Beautiful women clad in totemic Paco Rabanne sheaths and Jimmy Choo sandals orchestrate the Bee Gees with the ritual insouciance of big cats. Their long arms slash the fug wafting from gold-tipped cigarettes and thick cigars. They bat back the City Boy flâneurs who lean over the tiny dance floor, leering into the night, their chalk-striped suits just one badge of the modern parvenu. Tonight at Annabel’s, it’s all about staying alive.

Fashionably located in Mayfair (and, rather unfashionably, home to what must be the world’s best steak sandwich), Annabel’s has been the iconic club for London’s smart set for two generations, a repository of both the modern and the ageless. It is something old and something new in a city that reinvents itself each day as surely as the Greenwich clock. Tonight in Annabel’s quieter front bar, three young women rearrange themselves like kittens. They are two Sophies and an Amanda, each at Cambridge, each a privileged daughter of England’s post-Thatcher meritocracy, all impeccably groomed. (I particularly like the way Sophie number two holds her Pimm’s.) As they chat with us through the contrails of their cigarettes, their plumy voices roll vowels into occasional collisions with Jamie Oliver mockney-speak.

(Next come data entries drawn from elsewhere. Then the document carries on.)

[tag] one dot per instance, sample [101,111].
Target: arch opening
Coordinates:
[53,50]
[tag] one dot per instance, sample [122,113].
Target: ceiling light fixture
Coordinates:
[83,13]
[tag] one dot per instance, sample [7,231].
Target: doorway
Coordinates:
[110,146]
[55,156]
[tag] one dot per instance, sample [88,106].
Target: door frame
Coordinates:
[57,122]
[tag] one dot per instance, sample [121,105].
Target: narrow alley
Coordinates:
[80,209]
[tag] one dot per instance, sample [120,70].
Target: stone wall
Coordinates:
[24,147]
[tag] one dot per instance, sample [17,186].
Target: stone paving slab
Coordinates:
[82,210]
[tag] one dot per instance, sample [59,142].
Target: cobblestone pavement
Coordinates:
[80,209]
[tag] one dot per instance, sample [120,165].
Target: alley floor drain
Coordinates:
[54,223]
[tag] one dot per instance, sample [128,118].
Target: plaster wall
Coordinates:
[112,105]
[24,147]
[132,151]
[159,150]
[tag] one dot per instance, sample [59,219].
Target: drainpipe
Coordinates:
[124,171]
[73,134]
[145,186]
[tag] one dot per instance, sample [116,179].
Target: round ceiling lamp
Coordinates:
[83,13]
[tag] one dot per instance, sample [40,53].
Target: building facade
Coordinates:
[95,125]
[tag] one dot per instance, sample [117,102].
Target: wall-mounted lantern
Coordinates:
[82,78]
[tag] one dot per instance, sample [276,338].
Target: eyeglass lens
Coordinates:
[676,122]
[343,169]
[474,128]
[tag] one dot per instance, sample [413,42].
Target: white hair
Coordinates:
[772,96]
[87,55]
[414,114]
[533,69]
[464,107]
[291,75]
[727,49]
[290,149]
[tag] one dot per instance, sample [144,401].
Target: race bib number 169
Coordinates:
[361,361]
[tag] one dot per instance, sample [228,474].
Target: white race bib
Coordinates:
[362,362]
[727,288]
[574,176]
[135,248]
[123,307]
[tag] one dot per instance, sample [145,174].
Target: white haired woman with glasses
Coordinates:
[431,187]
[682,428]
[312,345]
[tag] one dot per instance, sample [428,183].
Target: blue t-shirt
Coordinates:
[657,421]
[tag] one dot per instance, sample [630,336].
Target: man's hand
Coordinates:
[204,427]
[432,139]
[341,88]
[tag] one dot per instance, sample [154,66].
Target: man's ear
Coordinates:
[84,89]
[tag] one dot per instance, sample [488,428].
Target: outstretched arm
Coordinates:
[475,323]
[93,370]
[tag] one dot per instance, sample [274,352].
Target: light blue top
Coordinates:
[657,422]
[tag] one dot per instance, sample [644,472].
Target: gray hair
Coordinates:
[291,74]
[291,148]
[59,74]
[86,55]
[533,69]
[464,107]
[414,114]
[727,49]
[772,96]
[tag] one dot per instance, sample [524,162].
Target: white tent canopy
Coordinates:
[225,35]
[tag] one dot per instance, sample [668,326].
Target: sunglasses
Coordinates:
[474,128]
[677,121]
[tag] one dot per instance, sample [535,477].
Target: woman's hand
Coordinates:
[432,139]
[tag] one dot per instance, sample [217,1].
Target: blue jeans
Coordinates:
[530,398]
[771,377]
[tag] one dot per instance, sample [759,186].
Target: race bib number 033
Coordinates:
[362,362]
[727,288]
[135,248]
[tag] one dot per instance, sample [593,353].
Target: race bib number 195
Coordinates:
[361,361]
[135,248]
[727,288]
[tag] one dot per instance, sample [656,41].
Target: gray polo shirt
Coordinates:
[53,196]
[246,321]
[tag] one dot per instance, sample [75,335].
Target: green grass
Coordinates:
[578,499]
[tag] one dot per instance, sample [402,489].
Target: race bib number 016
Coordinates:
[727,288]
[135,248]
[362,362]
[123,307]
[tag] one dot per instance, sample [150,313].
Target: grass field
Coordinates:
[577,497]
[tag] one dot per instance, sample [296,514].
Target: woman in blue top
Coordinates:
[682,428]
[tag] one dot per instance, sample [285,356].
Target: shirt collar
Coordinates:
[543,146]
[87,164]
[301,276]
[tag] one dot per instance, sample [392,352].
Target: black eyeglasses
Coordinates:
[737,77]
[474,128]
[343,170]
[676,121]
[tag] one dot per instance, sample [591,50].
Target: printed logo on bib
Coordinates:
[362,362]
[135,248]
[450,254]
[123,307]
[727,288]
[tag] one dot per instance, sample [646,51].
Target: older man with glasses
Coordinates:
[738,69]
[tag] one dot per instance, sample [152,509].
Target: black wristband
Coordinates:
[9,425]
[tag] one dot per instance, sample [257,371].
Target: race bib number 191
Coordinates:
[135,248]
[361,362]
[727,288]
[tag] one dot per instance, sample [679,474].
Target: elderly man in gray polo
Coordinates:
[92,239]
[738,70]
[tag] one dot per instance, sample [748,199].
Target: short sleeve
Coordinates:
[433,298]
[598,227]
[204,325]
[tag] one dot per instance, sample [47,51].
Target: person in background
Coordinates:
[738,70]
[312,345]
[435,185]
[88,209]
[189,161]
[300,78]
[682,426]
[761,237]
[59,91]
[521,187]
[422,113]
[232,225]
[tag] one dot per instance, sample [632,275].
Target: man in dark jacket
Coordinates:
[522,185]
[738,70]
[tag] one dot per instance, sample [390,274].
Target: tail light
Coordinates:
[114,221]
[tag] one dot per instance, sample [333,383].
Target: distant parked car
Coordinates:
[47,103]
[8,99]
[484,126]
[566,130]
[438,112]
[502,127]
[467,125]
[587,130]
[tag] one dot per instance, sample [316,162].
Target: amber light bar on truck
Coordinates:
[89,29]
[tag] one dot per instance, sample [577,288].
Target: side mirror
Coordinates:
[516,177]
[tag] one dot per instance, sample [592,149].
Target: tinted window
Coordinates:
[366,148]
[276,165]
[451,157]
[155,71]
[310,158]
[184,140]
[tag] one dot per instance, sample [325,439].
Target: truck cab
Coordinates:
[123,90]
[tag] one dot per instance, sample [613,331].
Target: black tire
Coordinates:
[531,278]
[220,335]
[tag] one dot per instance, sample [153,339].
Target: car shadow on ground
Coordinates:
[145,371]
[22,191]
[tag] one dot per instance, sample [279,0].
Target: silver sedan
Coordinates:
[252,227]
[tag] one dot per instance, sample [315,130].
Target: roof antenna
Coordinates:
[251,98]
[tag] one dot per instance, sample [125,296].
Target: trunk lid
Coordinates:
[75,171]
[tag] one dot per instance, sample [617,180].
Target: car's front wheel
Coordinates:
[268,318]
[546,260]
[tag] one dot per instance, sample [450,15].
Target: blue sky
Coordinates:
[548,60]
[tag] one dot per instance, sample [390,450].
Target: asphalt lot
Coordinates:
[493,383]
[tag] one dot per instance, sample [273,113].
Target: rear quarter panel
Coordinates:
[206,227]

That egalitarian self-awareness is true to modern England: The bright young things speak of university life and weekends in the country but are also careful to mention their charity work. “Our parents wanted us to apply for junior memberships at Annabel’s,” says one Sophie. “They’ve been members for ages.” “At first, it seemed too old,” Amanda allows, “but now we rather like it.”

The entrance to Annabel’s on London’s Berkeley Square is marked only by the phalanx of long automobiles treble-parked outside. As well as signalling the changing of the generational guard, Annabel’s speaks to our mission: to find the London that goes on behind closed doors in a city whose polished citizenry know that the secret markers of life – the proper restaurants, clubs, tailors, gallery openings and even barbers – still properly describe the man. 

I’ve come to London countless times, certainly more than 50 but probably fewer than 100. It’s a statistic remarkably similar to the difference between a love affair and a more permanent arrangement. This morning, the affair continues in our venture to find both timeless tradition and Modern Britain in this very contemporary city. Yvonne and I lie abed in our rambling suite of rooms, high atop that old Art Deco devil, the Savoy. The BBC News is on the telly, and we are warm under a thick duvet of Sunday newspapers and superior linens. Shards of croissant and dollops of good preserves litter the sheets, and underneath our bedroom windows, the putty-coloured Thames begins to stir.